Karayip Romunun Badanalı Dünyasını Sömürgeleştirmek

2024 | Alkollü Içkiler Ve Likörler

Melek Numaranızı Öğrenin

İçecekler

Ruhun tarihi, modern içme kültürü tarafından neredeyse her zaman göz ardı edilir.

23/03/21 yayınlandı

Resim:

Corbis Tarihi / Kongre Kütüphanesi / Hinterhaus Productions





Eğer bir rom içicisiyseniz, şeker kamışından şu ya da bu şekilde yapılan alkollü içkilerin çoğunlukla, sapların yüzyıllardır geliştiği tropik ve subtropikal iklimlerde üretildiğinin neredeyse kesinlikle farkındasınızdır. Rom ve şeker ayrılmaz bir şekilde bağlantılıdır ve ikisi arasındaki ilişki, alkollü içki markaları ve onların sadık evangelistleri tarafından alışkanlıkla romantikleştirilen bir ilişkidir.



Bununla birlikte, hemen hemen her zaman anlatıdan dışlanan şey, romu çevreleyen endüstrinin, bir ruh olduğudur. öncelikle Karayipler'de üretilen , gerçeklerle yüzleşmeden sömürgeci başlangıcından günümüze kadar devam etmiştir. bu kazançlı mahsullerin, onlara bakmaya zorlanan köleleştirilmiş insanlar için genellikle bir ölüm cezası olduğunu. Ayrıca, sanayi şimdiye kadar tazminat yapmak için yeterli önlemleri almayı ihmal etti.

Basitçe söylemek gerekirse, ruhun endüstrisini yaratan sayısız sömürücü faktörü anlamadan ve kabul etmeden bir yudum rom içilmemelidir. İdeal olarak, bu bilgi değişim için bir katalizör görevi görmelidir.



Karayip Rumları, Kolonizasyon ve Kölelik

Karayipler'de romun ilk basılı sözü yaklaşık 1651 yılına kadar uzanır ve ilk olarak 15. yüzyılın sonlarında Avrupalılar tarafından sömürgeleştirilen ve sonunda 1625'te İngilizler tarafından uzun vadeli olduğu iddia edilen Barbados'a bir ziyaretçi tarafından yapılmıştır. Yerli halkların MÖ 1623 gibi erken bir tarihte Barbados adasında yaşadığını gösterir.

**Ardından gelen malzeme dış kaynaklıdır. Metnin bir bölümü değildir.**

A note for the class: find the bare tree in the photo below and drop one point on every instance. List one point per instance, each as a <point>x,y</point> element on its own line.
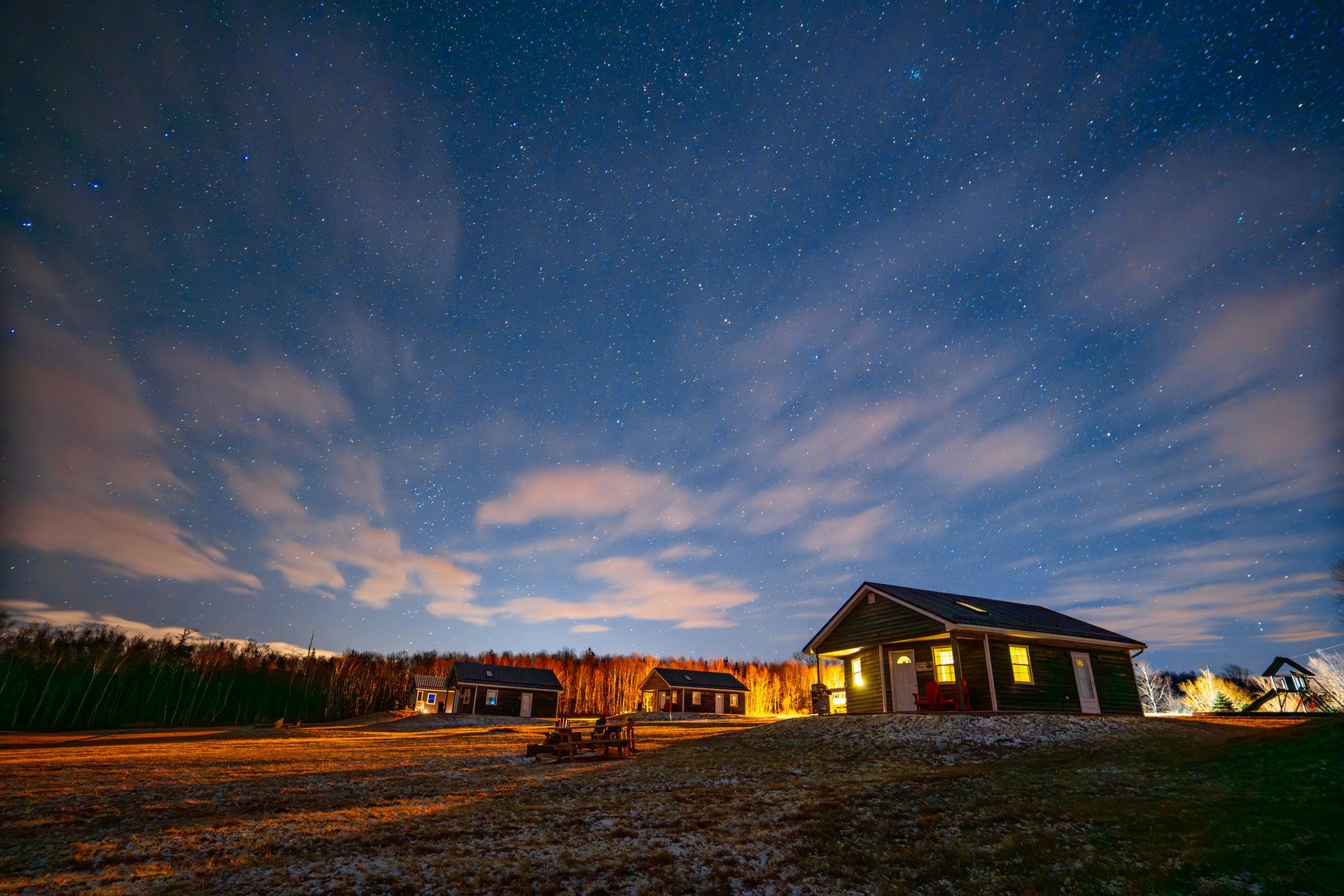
<point>1155,688</point>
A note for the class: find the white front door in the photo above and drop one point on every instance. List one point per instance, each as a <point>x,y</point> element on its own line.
<point>1086,685</point>
<point>904,681</point>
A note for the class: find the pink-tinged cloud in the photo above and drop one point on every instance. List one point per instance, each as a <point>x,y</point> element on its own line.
<point>784,505</point>
<point>309,552</point>
<point>848,538</point>
<point>35,612</point>
<point>92,461</point>
<point>128,542</point>
<point>1008,451</point>
<point>631,498</point>
<point>1247,342</point>
<point>638,592</point>
<point>251,398</point>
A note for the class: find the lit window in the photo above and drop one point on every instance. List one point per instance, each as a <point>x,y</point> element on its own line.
<point>944,669</point>
<point>1021,659</point>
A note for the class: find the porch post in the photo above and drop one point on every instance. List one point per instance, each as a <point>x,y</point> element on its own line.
<point>956,671</point>
<point>990,671</point>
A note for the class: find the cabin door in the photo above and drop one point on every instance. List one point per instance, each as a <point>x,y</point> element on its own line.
<point>905,684</point>
<point>1086,684</point>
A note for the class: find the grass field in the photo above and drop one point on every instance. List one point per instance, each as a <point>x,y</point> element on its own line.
<point>939,805</point>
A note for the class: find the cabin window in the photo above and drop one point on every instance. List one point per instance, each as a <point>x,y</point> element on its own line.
<point>942,665</point>
<point>1021,657</point>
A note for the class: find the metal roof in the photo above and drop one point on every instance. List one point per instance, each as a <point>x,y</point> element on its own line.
<point>960,610</point>
<point>480,673</point>
<point>698,679</point>
<point>432,682</point>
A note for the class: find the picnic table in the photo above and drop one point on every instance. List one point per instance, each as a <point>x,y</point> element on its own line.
<point>569,741</point>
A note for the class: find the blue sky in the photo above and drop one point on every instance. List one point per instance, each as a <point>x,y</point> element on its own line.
<point>660,331</point>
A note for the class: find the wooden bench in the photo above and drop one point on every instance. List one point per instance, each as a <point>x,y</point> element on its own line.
<point>568,742</point>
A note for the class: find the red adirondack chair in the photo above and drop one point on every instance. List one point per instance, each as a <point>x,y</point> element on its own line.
<point>933,699</point>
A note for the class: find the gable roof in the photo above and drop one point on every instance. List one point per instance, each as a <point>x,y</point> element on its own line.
<point>482,673</point>
<point>1284,662</point>
<point>960,610</point>
<point>432,682</point>
<point>698,679</point>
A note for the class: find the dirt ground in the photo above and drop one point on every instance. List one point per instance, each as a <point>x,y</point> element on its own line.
<point>920,805</point>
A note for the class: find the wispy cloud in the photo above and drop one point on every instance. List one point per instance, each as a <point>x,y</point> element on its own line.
<point>640,592</point>
<point>632,500</point>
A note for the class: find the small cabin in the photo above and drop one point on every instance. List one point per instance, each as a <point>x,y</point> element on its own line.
<point>909,649</point>
<point>694,691</point>
<point>432,695</point>
<point>503,691</point>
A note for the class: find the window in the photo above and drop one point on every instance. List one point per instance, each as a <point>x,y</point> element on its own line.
<point>942,665</point>
<point>1021,659</point>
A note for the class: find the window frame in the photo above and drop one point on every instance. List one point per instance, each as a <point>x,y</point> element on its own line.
<point>951,665</point>
<point>1014,665</point>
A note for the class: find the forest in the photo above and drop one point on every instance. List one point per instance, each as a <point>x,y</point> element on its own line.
<point>78,678</point>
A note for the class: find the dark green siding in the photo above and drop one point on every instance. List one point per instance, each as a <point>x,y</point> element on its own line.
<point>1056,688</point>
<point>878,622</point>
<point>1117,691</point>
<point>866,697</point>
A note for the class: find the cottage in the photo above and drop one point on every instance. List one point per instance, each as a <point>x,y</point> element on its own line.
<point>905,649</point>
<point>504,691</point>
<point>432,695</point>
<point>694,691</point>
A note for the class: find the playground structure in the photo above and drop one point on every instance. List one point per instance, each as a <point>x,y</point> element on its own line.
<point>1294,690</point>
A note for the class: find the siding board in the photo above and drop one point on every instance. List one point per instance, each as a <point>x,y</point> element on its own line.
<point>878,622</point>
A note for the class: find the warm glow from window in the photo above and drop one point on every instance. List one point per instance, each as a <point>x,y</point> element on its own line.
<point>944,669</point>
<point>1021,659</point>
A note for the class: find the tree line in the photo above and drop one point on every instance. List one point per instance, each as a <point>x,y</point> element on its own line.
<point>71,678</point>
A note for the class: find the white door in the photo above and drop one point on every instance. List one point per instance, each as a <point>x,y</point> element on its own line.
<point>1086,685</point>
<point>904,681</point>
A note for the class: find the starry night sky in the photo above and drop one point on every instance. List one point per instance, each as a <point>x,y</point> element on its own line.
<point>648,328</point>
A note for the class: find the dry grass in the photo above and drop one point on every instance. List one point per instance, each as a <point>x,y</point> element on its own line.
<point>710,808</point>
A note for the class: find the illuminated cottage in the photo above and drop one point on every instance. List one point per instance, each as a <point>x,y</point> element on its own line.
<point>694,691</point>
<point>476,688</point>
<point>905,649</point>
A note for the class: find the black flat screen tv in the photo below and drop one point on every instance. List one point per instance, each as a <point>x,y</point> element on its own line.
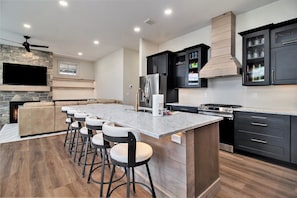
<point>17,74</point>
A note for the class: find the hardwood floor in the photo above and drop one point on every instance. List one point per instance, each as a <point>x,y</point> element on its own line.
<point>43,168</point>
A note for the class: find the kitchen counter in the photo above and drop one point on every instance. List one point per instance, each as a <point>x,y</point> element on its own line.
<point>268,110</point>
<point>188,168</point>
<point>147,124</point>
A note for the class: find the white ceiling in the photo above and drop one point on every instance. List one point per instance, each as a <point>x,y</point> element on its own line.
<point>72,29</point>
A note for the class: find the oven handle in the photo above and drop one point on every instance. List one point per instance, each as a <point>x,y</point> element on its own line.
<point>230,117</point>
<point>259,141</point>
<point>259,124</point>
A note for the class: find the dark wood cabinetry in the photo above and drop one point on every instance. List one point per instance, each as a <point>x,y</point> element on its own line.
<point>263,134</point>
<point>255,62</point>
<point>163,63</point>
<point>294,139</point>
<point>283,55</point>
<point>188,64</point>
<point>269,54</point>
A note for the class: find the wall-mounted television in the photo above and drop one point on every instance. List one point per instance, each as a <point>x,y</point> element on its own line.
<point>17,74</point>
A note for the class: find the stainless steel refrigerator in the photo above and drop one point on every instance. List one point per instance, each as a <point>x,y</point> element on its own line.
<point>155,84</point>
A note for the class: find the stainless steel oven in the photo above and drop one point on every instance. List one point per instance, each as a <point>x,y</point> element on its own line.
<point>226,125</point>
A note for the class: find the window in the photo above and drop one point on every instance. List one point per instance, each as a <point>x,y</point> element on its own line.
<point>67,68</point>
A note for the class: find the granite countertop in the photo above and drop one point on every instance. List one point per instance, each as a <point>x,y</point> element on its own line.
<point>268,110</point>
<point>145,122</point>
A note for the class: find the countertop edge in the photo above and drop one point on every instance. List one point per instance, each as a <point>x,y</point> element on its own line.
<point>267,110</point>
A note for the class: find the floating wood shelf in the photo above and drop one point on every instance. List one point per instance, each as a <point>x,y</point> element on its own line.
<point>24,88</point>
<point>65,88</point>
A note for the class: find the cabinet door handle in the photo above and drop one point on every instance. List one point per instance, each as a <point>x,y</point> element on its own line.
<point>259,141</point>
<point>289,42</point>
<point>259,117</point>
<point>259,124</point>
<point>272,76</point>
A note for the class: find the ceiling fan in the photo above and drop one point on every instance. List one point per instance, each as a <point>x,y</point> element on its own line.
<point>26,44</point>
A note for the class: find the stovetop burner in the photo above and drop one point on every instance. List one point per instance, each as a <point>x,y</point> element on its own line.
<point>218,108</point>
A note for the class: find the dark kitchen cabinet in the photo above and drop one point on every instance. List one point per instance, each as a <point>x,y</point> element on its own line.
<point>256,57</point>
<point>180,69</point>
<point>263,134</point>
<point>283,55</point>
<point>163,63</point>
<point>188,64</point>
<point>294,139</point>
<point>269,54</point>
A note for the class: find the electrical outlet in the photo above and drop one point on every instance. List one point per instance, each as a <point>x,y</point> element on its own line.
<point>176,138</point>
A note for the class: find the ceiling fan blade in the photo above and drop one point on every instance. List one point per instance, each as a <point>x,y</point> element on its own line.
<point>27,46</point>
<point>9,41</point>
<point>39,46</point>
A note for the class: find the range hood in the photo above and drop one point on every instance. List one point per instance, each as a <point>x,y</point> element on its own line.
<point>222,61</point>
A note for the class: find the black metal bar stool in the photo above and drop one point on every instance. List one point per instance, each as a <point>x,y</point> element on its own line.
<point>80,118</point>
<point>98,143</point>
<point>68,121</point>
<point>127,153</point>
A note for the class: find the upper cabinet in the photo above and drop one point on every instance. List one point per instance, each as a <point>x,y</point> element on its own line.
<point>255,53</point>
<point>163,64</point>
<point>182,67</point>
<point>283,55</point>
<point>188,64</point>
<point>269,54</point>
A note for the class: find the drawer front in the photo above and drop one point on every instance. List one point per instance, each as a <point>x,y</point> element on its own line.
<point>263,124</point>
<point>273,147</point>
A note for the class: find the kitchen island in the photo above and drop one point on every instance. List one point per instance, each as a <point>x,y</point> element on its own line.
<point>188,166</point>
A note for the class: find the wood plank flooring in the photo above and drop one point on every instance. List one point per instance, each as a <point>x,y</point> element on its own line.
<point>43,168</point>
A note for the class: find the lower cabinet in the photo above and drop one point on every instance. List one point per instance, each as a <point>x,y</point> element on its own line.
<point>263,134</point>
<point>294,139</point>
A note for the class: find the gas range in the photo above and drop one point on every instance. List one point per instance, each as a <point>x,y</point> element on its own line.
<point>223,110</point>
<point>226,126</point>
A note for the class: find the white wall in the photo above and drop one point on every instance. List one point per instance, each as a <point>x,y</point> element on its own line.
<point>131,70</point>
<point>230,89</point>
<point>146,48</point>
<point>85,68</point>
<point>109,76</point>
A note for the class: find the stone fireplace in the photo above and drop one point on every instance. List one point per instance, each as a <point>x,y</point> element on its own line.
<point>12,94</point>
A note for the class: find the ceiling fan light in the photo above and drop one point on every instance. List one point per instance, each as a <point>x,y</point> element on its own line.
<point>28,26</point>
<point>63,3</point>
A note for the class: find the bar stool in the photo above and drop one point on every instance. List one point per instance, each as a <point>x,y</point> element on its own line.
<point>98,143</point>
<point>73,126</point>
<point>68,122</point>
<point>80,118</point>
<point>127,153</point>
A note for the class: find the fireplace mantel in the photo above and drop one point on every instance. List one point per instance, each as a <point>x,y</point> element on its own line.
<point>24,88</point>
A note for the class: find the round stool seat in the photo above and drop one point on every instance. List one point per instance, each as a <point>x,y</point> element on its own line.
<point>65,108</point>
<point>84,131</point>
<point>71,112</point>
<point>75,124</point>
<point>68,120</point>
<point>94,121</point>
<point>98,139</point>
<point>119,152</point>
<point>80,115</point>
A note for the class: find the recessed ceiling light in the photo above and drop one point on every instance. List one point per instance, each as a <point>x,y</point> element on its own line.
<point>27,26</point>
<point>137,29</point>
<point>168,11</point>
<point>63,3</point>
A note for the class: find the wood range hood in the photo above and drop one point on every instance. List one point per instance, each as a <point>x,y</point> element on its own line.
<point>222,61</point>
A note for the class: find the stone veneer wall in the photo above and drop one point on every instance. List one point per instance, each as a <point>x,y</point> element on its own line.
<point>12,54</point>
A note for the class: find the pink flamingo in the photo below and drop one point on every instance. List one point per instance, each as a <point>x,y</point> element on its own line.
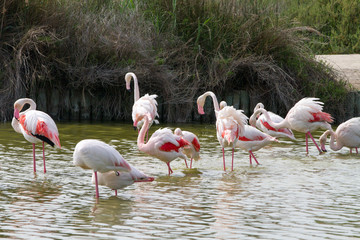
<point>194,149</point>
<point>305,116</point>
<point>229,123</point>
<point>145,104</point>
<point>118,180</point>
<point>346,135</point>
<point>253,140</point>
<point>163,144</point>
<point>263,125</point>
<point>100,157</point>
<point>36,126</point>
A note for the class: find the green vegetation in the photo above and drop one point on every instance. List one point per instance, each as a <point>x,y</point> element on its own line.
<point>178,49</point>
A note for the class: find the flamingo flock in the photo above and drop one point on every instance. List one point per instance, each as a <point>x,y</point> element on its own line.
<point>233,129</point>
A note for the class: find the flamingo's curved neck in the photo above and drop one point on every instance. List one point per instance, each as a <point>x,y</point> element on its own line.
<point>140,141</point>
<point>215,102</point>
<point>334,146</point>
<point>136,88</point>
<point>282,124</point>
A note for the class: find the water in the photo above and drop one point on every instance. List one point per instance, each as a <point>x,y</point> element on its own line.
<point>289,196</point>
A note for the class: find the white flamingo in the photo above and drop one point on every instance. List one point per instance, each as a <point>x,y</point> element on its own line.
<point>229,123</point>
<point>346,135</point>
<point>263,125</point>
<point>305,116</point>
<point>193,151</point>
<point>36,126</point>
<point>144,105</point>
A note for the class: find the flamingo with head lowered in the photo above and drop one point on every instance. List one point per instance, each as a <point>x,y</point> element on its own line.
<point>142,106</point>
<point>117,180</point>
<point>305,116</point>
<point>193,150</point>
<point>346,135</point>
<point>36,126</point>
<point>263,125</point>
<point>100,157</point>
<point>229,124</point>
<point>252,139</point>
<point>162,144</point>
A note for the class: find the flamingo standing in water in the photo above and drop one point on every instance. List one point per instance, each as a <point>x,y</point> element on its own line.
<point>163,144</point>
<point>229,123</point>
<point>193,150</point>
<point>252,139</point>
<point>36,126</point>
<point>305,116</point>
<point>118,180</point>
<point>100,157</point>
<point>145,104</point>
<point>263,125</point>
<point>346,135</point>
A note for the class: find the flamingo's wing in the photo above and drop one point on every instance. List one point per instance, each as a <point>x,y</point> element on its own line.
<point>97,155</point>
<point>40,125</point>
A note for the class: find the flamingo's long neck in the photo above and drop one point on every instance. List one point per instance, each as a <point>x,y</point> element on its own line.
<point>334,146</point>
<point>136,89</point>
<point>141,137</point>
<point>283,124</point>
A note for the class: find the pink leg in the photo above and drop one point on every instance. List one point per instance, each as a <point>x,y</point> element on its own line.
<point>170,170</point>
<point>232,161</point>
<point>96,185</point>
<point>44,157</point>
<point>314,142</point>
<point>34,161</point>
<point>224,159</point>
<point>254,157</point>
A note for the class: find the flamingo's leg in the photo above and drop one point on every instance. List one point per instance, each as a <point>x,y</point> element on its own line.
<point>224,159</point>
<point>170,170</point>
<point>251,153</point>
<point>34,160</point>
<point>314,142</point>
<point>44,157</point>
<point>96,185</point>
<point>186,163</point>
<point>232,161</point>
<point>306,142</point>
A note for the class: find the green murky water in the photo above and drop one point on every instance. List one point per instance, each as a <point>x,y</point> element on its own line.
<point>289,196</point>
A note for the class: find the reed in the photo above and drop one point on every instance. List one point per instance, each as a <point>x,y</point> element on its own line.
<point>178,49</point>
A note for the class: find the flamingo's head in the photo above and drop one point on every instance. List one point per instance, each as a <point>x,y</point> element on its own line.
<point>128,77</point>
<point>178,132</point>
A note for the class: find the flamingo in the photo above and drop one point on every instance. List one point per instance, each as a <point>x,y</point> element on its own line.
<point>35,125</point>
<point>193,151</point>
<point>145,104</point>
<point>346,135</point>
<point>263,125</point>
<point>100,157</point>
<point>118,180</point>
<point>253,140</point>
<point>163,144</point>
<point>229,123</point>
<point>305,116</point>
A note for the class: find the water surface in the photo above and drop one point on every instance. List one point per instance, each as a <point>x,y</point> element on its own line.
<point>289,196</point>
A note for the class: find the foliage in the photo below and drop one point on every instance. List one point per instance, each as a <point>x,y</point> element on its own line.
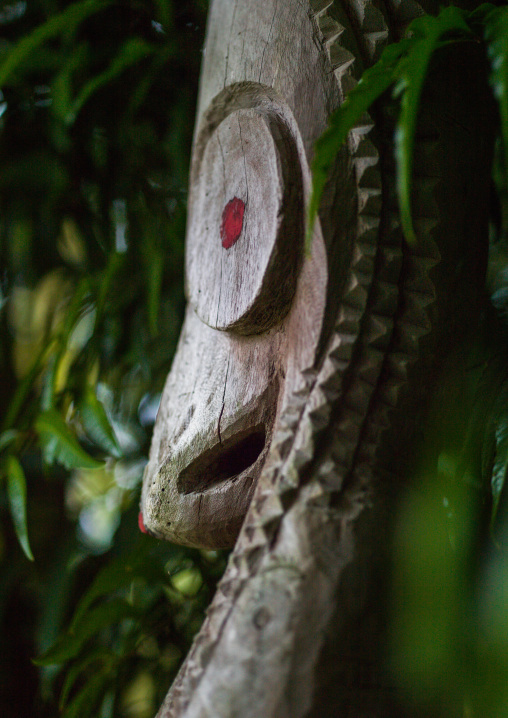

Glasgow Üniversitesi'ne göre Saint Lauretia Projesi Köle ticareti döneminde Karayip tarlalarının araştırmaya dayalı sanal bir rekreasyonu olan endüstriyel ekim için şeker kamışı, 1640'larda köleleştirilmiş Afrikalıları (Britanya Adaları'ndan hükümlü ve mahkumlarla birlikte) çalışmaya koyan İngilizler tarafından Barbados'a getirildi. alanlarında. İş, söylemeye gerek yok, yorucu ve son derece acımasız ve günün her saati devam etti.



Yazar Dr. Natasha Lightfoot, Afrika'dan alınıp Karayipler'e getirilip getirilmediklerini veya orada doğmuş olmalarına bakılmaksızın, yaklaşık üç yüzyıl boyunca şiddetle karşılaşan köleleştirilmiş insanlardan bahsediyoruz, diyor. Sorunlu Özgürlük ve Kolombiya Üniversitesi'nde Karayipler ve Afrika diasporası tarihi ve kölelik ve özgürleşme çalışmaları konusunda uzmanlaşmış bir doçent.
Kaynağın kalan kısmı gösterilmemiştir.